A Neware BTS4000 battery tester was used to cycle Li/Cu coin cells with the following configuration: SS||Li||30 μL of electrolyte||1 Celgard separator||30 μL of electrolyte||Cu||SS. The lithium electrode has a thickness of 750 μm and a diameter of 12 mm, and the copper electrode has a diameter of 15 mm. All of the coin cells were assembled in an argon glovebox (O2, H2O < 1 ppm). In the CE test, cells were first precycled by depositing lithium on the copper electrode for 10 h and then stripping to 1 V. Then, a 10 h deposition was done. This was followed by 10, 2 h deposition and stripping cycles (yielding 1 mA h/cm2).
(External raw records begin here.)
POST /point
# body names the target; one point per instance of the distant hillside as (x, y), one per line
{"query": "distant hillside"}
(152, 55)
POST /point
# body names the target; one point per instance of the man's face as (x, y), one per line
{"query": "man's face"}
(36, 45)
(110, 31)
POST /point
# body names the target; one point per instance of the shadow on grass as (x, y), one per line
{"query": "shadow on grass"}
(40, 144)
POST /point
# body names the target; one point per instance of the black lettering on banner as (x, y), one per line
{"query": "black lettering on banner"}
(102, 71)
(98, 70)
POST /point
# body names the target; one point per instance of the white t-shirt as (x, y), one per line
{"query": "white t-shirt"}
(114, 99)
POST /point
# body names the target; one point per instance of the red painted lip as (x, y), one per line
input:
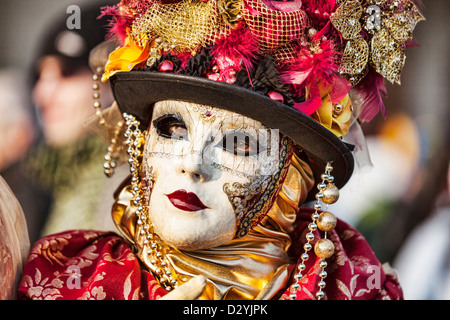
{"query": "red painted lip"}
(186, 201)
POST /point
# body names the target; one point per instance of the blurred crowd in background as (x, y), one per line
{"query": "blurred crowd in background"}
(53, 163)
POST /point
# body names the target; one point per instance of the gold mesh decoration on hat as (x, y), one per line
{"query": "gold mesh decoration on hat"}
(389, 24)
(274, 29)
(187, 25)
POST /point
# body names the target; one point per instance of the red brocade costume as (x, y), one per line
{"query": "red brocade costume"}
(90, 265)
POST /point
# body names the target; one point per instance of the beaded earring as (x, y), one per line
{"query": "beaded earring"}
(113, 149)
(152, 246)
(325, 222)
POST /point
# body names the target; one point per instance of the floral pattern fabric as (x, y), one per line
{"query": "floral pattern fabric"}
(90, 265)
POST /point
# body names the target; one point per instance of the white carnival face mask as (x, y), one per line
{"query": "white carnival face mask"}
(213, 173)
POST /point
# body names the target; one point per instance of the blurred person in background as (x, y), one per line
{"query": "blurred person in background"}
(67, 160)
(14, 242)
(18, 131)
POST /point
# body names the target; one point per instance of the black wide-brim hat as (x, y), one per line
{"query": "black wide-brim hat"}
(136, 92)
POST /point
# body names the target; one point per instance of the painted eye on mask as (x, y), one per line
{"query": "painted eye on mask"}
(242, 144)
(171, 126)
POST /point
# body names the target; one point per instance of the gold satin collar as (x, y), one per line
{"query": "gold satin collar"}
(251, 267)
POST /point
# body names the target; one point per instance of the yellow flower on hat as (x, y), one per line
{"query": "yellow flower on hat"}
(126, 58)
(336, 117)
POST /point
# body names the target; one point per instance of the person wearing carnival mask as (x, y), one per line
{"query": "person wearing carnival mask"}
(234, 114)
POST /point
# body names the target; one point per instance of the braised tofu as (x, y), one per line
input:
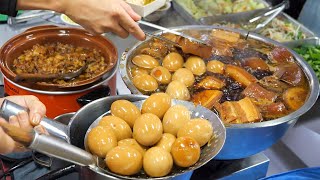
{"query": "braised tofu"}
(243, 111)
(231, 37)
(256, 63)
(207, 98)
(259, 95)
(291, 74)
(210, 82)
(274, 110)
(280, 55)
(295, 97)
(240, 75)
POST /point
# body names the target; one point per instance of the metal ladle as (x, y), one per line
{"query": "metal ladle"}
(49, 77)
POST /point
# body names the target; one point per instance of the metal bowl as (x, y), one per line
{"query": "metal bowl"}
(243, 140)
(208, 151)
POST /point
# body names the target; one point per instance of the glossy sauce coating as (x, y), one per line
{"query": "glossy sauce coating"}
(157, 162)
(199, 129)
(125, 110)
(101, 140)
(148, 129)
(124, 160)
(157, 104)
(185, 151)
(175, 118)
(121, 129)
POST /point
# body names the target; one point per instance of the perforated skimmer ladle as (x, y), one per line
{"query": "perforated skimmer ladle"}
(60, 149)
(49, 77)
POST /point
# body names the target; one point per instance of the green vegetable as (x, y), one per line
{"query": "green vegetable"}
(312, 55)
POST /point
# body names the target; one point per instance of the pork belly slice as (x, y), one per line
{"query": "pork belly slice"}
(256, 63)
(210, 82)
(280, 55)
(290, 73)
(259, 95)
(273, 83)
(231, 37)
(274, 110)
(251, 111)
(207, 98)
(240, 75)
(237, 112)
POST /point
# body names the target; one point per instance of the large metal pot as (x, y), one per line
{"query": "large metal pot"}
(58, 99)
(244, 140)
(75, 132)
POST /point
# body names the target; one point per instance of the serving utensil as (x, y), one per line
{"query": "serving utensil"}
(162, 39)
(208, 151)
(249, 17)
(50, 145)
(174, 32)
(49, 77)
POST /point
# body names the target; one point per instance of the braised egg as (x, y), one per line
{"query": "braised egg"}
(125, 110)
(147, 129)
(101, 140)
(178, 90)
(121, 129)
(124, 160)
(161, 74)
(145, 82)
(196, 65)
(173, 61)
(166, 141)
(175, 118)
(133, 144)
(157, 103)
(185, 151)
(157, 162)
(215, 66)
(145, 61)
(199, 129)
(185, 76)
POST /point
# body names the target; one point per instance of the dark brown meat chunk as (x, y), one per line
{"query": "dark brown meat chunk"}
(290, 73)
(273, 83)
(256, 63)
(210, 82)
(280, 55)
(274, 110)
(207, 98)
(259, 94)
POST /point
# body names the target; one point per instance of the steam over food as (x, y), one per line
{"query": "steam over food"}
(244, 80)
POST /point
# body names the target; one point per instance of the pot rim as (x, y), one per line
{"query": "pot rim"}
(311, 76)
(109, 74)
(6, 47)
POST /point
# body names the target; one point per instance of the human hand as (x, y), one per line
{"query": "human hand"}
(100, 16)
(23, 120)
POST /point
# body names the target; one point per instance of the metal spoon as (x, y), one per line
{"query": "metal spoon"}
(49, 77)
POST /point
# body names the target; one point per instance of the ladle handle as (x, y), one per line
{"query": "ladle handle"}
(35, 77)
(54, 128)
(60, 149)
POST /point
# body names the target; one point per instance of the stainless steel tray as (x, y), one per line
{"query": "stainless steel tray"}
(309, 41)
(283, 16)
(189, 18)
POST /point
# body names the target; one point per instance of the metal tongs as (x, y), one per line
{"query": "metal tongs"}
(30, 16)
(249, 17)
(171, 31)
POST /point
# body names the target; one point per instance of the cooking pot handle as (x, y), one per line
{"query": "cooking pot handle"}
(40, 27)
(53, 175)
(54, 128)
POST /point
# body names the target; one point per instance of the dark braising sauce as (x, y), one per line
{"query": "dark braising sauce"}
(245, 81)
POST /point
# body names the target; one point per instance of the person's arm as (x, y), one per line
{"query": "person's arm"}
(8, 7)
(96, 16)
(23, 120)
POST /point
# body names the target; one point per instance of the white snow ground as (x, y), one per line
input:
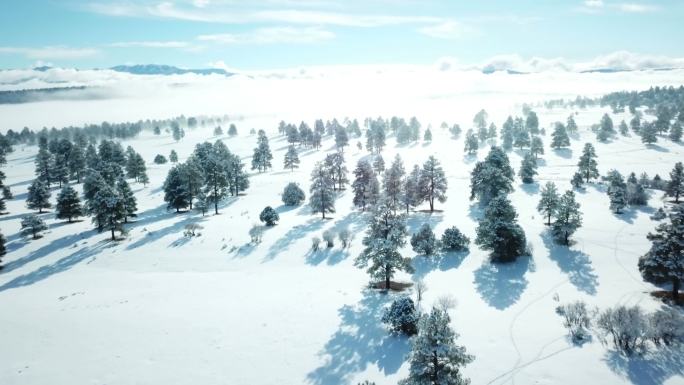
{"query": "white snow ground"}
(160, 308)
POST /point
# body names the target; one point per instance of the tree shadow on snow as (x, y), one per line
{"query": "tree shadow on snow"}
(574, 263)
(652, 368)
(501, 284)
(62, 265)
(360, 341)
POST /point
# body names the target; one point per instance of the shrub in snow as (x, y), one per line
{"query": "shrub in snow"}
(160, 159)
(401, 317)
(454, 240)
(627, 328)
(293, 195)
(666, 326)
(329, 238)
(255, 233)
(269, 216)
(315, 244)
(576, 319)
(345, 236)
(424, 241)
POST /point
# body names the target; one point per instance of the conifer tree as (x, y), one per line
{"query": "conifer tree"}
(567, 217)
(68, 204)
(38, 195)
(433, 182)
(548, 203)
(435, 358)
(291, 158)
(322, 198)
(587, 163)
(499, 231)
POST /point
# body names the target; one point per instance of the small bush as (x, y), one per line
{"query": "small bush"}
(160, 159)
(454, 240)
(401, 316)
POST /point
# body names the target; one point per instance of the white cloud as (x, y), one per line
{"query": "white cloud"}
(150, 44)
(446, 30)
(50, 52)
(271, 36)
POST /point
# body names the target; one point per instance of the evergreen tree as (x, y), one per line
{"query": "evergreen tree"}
(130, 205)
(433, 182)
(386, 234)
(587, 163)
(537, 146)
(567, 217)
(549, 201)
(491, 177)
(68, 204)
(424, 241)
(559, 136)
(648, 133)
(291, 158)
(365, 186)
(454, 240)
(664, 262)
(499, 231)
(617, 191)
(675, 187)
(435, 358)
(261, 160)
(32, 225)
(471, 144)
(269, 216)
(293, 195)
(528, 169)
(322, 198)
(38, 196)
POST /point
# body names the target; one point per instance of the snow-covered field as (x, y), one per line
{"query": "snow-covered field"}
(160, 308)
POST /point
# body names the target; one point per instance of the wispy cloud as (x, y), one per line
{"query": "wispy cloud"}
(50, 52)
(271, 36)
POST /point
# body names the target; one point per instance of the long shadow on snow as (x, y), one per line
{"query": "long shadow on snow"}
(62, 265)
(574, 263)
(361, 340)
(653, 368)
(501, 284)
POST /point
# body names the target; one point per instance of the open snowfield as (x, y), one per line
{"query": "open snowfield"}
(161, 308)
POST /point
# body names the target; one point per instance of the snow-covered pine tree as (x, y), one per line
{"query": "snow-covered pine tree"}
(587, 163)
(365, 185)
(261, 160)
(528, 168)
(675, 187)
(293, 195)
(291, 158)
(38, 196)
(491, 177)
(68, 204)
(322, 197)
(559, 136)
(386, 234)
(548, 203)
(664, 262)
(567, 218)
(32, 225)
(499, 231)
(424, 240)
(435, 358)
(127, 199)
(432, 183)
(471, 143)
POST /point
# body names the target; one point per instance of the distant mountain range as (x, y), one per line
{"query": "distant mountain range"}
(161, 69)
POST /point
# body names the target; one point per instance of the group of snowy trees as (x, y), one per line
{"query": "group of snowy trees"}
(209, 175)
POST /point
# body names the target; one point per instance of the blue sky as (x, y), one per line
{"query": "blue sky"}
(292, 33)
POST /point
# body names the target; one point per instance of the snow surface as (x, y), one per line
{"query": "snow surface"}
(158, 307)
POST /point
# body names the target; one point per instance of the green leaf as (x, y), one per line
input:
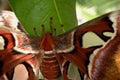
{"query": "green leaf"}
(34, 13)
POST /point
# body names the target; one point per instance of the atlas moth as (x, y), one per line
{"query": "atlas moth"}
(93, 47)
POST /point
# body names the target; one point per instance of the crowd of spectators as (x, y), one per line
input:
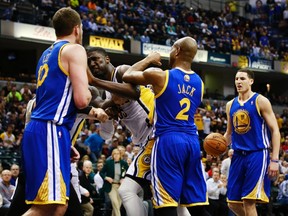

Finally, lithium was stripped from the copper electrode until the cell voltage reached 1 V. All of the deposition and stripping steps were performed at a current density of 0.5 mA/cm2. CE was calculated as the ratio of total stripping capacity over total depositing capacity (except for the precycle).

Full Cell Cycling

The LiFePO4 (LFP) electrode has a total mass loading of 13.40 mg/cm2 with 90 wt % Johnson Matthey LFP, 5 wt % Timcal C-45, and 5 wt % Solvay 5130 PVDF binder. The Li4Ti5O12 (LTO) electrode has a total mass loading of 14.10 mg/cm2 with 87 wt % Samsung Li4Ti5O12, 5 wt % Timcal C45, and 8 wt % Kureha 9300 PVDF binder. LiNi1/3Co1/3Mn1/3O2(NMC 111) electrode has a total mass loading of 11.22 mg/cm2 with 90 wt % Toda NMC 111, 5 wt % Timcal C45, and 5 wt % Solvay 5130 PVDF binder. The electrodes were cut into 12 mm diameter disks and vacuum-dried at 120 °C overnight in a heated glovebox antechamber before use. The lithium electrode has a thickness of 750 μm and a diameter of 12 mm. All of the coin cells were assembled in an argon glovebox (O2, H2O < 1 ppm). Li/LFP coin cells were assembled in the following configuration: SS||Li||30 μL of electrolyte||1 Celgard separator||30 μL of electrolyte||LFP||SS. Celgard 2325 was used for most of the electrolytes except for 1 M LiPF6 in EC/DMC (50:50 v/v), where Celgard 3501 was used for better wetting. Li/NMC 111 coin cells were assembled in the following configuration: SS||Li||30 μL of electrolyte||1 Celgard 2325 separator||30 μL of electrolyte||NMC 111||SS. LTO/NMC 111 coin cells were assembled in the following configuration: SS||LTO||30 μL of electrolyte||1 Celgard 2325 separator||30 μL of electrolyte||NMC 111||SS. The charging/discharging rate was calculated based on the exact mass of cathode material, using 150 mA h/g as the full capacity of LFP and 161 mA h/g as that of NMC 111. For an average mass loading of 12.1 mg LFP/cm2, 1C ≈ 1.81 mA/cm2. For an average mass loading of 10.1 mg NMC 111/cm2, 1C ≈ 1.62 mA/cm2. A Neware BTS4000 battery tester was used to cycle coin cells at 20 °C.

Simulations

Density Functional Theory (DFT) Calculations

DFT calculations were performed using the Gaussian 16 computational package.[44] All geometries were optimized at the B3LYP/6-31G(d,p) level of theory. After stationary points were verified by the absence of imaginary frequencies, single point energies of the optimized geometries were calculated using B3LYP/6-311++G(d,p). Solvent effects were accounted for by employing the SMD model.[45] THF was selected because of its moderate dielectric constant. Grimme’s DFT-D3 method with BJ-damping (GD3BJ)[46] was used for dispersion correction. To calculate the adiabatic redox energy, the geometries of neutral and charged states were optimized, and their Gibbs free energies were calculated. The oxidation energy was defined as G(M+) – G(M) while the reduction energy was defined as G(M) – G(M–). The energies were divided by Faraday’s constant, and then, 1.4 was subtracted from it to convert to electrochemical potentials (versus Li/Li+).[47]